"Sir," said the dwarf, "it seems best to me, now that you are free from danger of spying, that you send my lady, Dame Lioness, her ring. It is too precious a thing to keep from her."
"That is well advised," said Gareth. "Take it to her, and say that I recommend myself to her good grace, and will come when I may; and pray her to be true and faithful to me, as I will be to her."
"It shall be done as you command," said the dwarf, and, receiving the ring, he rode on his errand.
The Lady Lioness received him graciously, and listened with beaming eyes to Gareth's message.
"Where is my knight?" she asked.
"He bade me say that he would not be long from you," answered the dwarf.
Then, bearing a tender reply from the lady, the dwarf sought his master again, and found him impatiently waiting, for he was weary and needed repose.

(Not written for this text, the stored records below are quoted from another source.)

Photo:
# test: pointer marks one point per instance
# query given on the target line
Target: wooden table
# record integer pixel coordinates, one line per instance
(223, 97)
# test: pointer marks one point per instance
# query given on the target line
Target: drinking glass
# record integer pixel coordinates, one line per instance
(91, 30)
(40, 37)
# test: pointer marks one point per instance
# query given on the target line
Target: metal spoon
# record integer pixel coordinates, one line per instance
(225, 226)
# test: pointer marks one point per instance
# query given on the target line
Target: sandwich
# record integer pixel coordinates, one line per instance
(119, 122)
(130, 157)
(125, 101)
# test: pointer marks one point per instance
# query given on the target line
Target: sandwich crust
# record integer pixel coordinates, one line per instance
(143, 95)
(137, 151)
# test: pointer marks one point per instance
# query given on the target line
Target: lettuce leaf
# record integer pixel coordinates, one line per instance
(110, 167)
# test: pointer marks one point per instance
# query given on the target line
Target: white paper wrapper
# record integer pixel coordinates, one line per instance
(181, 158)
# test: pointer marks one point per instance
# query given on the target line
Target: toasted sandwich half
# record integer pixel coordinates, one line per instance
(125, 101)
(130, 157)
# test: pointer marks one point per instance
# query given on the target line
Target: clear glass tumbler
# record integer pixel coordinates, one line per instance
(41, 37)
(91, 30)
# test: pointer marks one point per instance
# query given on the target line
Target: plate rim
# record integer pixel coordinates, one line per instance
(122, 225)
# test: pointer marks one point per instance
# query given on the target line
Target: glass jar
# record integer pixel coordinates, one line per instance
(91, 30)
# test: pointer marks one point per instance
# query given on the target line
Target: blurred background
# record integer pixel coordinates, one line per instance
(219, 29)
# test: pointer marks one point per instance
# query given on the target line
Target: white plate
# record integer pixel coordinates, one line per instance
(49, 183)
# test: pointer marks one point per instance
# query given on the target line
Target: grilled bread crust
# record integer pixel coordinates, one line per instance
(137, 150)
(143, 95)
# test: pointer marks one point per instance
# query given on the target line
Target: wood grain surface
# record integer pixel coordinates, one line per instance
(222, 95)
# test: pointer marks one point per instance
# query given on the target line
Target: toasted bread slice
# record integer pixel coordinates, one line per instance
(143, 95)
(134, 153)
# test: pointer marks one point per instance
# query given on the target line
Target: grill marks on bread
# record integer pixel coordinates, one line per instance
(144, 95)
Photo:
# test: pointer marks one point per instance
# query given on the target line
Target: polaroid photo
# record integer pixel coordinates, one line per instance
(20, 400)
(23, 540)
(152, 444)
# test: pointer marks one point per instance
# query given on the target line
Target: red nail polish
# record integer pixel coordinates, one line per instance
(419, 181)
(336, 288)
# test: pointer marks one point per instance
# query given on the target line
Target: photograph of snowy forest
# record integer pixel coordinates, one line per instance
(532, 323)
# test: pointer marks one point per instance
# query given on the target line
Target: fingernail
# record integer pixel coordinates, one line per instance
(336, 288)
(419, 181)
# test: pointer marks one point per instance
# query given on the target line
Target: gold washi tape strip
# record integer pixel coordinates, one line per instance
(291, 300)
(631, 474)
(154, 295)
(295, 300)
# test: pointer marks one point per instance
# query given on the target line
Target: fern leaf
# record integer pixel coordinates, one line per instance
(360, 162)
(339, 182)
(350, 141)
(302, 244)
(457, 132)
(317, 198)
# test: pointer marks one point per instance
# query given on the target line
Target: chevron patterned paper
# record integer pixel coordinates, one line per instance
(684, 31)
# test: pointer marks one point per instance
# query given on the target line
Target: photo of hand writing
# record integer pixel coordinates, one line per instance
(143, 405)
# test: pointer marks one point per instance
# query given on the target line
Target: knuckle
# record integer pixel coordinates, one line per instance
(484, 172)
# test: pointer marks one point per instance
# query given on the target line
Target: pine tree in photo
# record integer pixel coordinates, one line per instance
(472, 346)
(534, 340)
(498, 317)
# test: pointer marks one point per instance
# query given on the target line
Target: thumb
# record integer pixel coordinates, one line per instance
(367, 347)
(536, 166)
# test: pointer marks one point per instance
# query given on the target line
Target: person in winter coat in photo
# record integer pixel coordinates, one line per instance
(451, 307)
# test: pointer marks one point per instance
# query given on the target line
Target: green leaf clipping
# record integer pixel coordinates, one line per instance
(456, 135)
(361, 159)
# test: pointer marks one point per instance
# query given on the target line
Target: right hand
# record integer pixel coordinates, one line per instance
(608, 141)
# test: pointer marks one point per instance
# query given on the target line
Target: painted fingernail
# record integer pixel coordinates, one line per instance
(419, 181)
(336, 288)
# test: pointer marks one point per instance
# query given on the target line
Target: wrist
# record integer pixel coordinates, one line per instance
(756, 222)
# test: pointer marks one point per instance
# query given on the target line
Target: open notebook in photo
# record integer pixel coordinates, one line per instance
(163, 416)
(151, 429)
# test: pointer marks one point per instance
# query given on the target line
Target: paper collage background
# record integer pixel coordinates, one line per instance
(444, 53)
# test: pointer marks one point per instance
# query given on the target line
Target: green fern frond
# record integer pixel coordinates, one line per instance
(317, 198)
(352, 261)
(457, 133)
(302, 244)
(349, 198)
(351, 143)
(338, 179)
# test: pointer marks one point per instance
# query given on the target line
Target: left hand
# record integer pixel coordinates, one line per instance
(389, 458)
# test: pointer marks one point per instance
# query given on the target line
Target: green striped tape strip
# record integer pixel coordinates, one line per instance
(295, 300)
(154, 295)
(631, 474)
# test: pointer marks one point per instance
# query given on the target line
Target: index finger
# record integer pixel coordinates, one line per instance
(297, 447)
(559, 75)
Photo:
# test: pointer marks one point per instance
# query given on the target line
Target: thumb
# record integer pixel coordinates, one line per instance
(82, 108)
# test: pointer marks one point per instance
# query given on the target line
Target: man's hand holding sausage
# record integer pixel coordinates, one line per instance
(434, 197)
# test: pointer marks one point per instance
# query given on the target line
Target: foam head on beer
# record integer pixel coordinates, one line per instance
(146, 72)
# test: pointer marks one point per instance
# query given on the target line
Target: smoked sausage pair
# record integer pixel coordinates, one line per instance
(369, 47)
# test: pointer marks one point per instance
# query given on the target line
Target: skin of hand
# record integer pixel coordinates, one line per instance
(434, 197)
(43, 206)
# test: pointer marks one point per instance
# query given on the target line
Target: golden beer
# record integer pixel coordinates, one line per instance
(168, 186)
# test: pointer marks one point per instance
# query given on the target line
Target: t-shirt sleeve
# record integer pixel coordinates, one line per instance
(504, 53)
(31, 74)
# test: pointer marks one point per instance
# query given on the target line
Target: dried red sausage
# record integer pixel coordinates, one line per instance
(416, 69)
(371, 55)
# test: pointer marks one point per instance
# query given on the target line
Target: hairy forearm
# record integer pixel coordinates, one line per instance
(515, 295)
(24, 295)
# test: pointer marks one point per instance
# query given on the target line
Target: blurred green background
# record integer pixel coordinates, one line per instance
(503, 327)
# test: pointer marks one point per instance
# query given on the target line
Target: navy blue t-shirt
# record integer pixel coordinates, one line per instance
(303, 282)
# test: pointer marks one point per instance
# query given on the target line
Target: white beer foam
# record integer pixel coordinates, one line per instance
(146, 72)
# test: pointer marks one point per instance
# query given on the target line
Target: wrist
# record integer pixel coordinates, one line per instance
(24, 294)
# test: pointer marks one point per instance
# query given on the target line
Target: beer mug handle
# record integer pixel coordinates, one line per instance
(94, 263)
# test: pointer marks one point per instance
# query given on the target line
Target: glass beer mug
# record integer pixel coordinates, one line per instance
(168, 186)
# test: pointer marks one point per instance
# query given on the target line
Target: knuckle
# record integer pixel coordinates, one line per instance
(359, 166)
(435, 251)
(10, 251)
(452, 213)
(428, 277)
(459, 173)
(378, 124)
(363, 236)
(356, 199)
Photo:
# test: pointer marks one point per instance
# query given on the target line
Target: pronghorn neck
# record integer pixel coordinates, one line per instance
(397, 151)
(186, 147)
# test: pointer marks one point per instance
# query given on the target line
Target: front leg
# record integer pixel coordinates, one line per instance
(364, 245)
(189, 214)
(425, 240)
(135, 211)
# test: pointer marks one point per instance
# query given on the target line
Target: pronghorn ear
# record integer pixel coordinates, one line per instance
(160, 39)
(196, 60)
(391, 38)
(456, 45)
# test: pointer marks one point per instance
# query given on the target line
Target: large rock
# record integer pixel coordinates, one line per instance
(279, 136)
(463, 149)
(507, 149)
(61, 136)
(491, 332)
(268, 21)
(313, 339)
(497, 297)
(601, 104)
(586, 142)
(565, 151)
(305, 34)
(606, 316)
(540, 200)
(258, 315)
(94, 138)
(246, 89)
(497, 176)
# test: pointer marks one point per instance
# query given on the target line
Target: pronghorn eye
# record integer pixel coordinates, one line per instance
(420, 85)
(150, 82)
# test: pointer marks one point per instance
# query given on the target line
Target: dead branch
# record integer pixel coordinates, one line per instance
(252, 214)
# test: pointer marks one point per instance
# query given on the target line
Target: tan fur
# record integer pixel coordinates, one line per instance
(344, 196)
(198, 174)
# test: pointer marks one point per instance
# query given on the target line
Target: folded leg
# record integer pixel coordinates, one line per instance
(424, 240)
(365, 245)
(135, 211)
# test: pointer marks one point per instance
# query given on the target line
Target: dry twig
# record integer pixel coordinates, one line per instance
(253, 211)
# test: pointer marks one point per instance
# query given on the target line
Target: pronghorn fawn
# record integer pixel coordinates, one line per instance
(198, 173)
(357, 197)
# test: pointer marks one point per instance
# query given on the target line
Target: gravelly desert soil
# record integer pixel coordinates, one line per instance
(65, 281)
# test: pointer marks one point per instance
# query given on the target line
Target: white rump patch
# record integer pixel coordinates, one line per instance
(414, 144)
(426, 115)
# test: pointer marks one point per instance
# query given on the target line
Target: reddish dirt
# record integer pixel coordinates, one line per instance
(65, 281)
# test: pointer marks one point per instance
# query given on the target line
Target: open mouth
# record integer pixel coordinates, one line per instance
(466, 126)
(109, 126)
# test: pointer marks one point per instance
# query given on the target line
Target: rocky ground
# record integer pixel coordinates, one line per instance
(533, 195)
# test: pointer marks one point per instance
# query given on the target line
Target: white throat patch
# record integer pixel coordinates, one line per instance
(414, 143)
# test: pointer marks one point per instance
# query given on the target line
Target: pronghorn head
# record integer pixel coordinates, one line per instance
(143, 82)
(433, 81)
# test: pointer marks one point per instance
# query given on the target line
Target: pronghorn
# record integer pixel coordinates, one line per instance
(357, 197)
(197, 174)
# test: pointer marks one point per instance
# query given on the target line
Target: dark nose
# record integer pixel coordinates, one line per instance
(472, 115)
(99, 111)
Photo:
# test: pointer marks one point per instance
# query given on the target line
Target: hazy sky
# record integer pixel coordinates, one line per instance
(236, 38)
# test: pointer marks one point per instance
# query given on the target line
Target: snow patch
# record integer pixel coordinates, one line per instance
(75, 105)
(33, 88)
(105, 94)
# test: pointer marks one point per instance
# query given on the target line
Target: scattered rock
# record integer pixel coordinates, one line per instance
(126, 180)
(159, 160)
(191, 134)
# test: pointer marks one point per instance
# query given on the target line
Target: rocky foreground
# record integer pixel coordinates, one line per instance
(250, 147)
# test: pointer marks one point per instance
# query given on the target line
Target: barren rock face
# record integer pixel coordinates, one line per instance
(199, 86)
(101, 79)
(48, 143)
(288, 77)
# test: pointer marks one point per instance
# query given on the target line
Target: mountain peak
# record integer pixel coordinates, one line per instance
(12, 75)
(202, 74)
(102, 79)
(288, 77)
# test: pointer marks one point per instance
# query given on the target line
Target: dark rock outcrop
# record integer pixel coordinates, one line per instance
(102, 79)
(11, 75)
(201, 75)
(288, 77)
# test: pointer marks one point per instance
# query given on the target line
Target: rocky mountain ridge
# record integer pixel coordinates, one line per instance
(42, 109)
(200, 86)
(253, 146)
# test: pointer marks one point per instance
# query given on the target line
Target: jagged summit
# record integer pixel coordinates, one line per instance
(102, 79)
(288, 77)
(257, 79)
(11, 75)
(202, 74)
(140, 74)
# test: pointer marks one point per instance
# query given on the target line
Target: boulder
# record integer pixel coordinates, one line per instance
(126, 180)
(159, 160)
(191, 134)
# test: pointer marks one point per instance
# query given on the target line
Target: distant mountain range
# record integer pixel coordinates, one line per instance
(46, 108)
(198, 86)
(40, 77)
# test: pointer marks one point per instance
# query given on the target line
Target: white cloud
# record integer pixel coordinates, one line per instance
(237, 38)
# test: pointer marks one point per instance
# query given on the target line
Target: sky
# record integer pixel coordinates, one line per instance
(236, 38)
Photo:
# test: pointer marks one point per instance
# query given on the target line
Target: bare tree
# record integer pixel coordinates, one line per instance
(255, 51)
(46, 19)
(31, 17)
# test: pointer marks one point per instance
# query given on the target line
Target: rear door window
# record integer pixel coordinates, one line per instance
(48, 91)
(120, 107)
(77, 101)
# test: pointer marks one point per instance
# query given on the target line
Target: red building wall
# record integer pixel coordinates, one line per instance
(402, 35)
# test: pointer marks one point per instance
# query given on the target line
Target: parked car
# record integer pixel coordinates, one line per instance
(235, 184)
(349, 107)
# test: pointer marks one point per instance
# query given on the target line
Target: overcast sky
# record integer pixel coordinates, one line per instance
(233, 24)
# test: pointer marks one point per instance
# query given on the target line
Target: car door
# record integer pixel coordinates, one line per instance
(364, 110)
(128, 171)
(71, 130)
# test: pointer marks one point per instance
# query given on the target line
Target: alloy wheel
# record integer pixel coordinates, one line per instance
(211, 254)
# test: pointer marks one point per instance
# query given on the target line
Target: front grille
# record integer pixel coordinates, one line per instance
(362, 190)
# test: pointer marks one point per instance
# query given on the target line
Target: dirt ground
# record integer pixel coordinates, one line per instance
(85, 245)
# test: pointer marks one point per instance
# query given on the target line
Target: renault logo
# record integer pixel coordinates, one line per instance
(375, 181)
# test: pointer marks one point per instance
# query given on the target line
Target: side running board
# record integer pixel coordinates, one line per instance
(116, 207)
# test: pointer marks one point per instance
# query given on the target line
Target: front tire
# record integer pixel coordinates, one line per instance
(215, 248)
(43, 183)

As they rode forward through the forest a storm of thunder and lightning came up suddenly, and it rained as if heaven and earth were coming together. On through this conflict of the elements rode the weary knight and the disconsolate dwarf, under the drenching leaves of the forest, until night was near at hand. And still it thundered and lightened as if all the spirits of the air had gone mad.
At last, through an opening in the trees, Gareth to his delight beheld the towers of a castle, and heard the watchman's call upon its walls.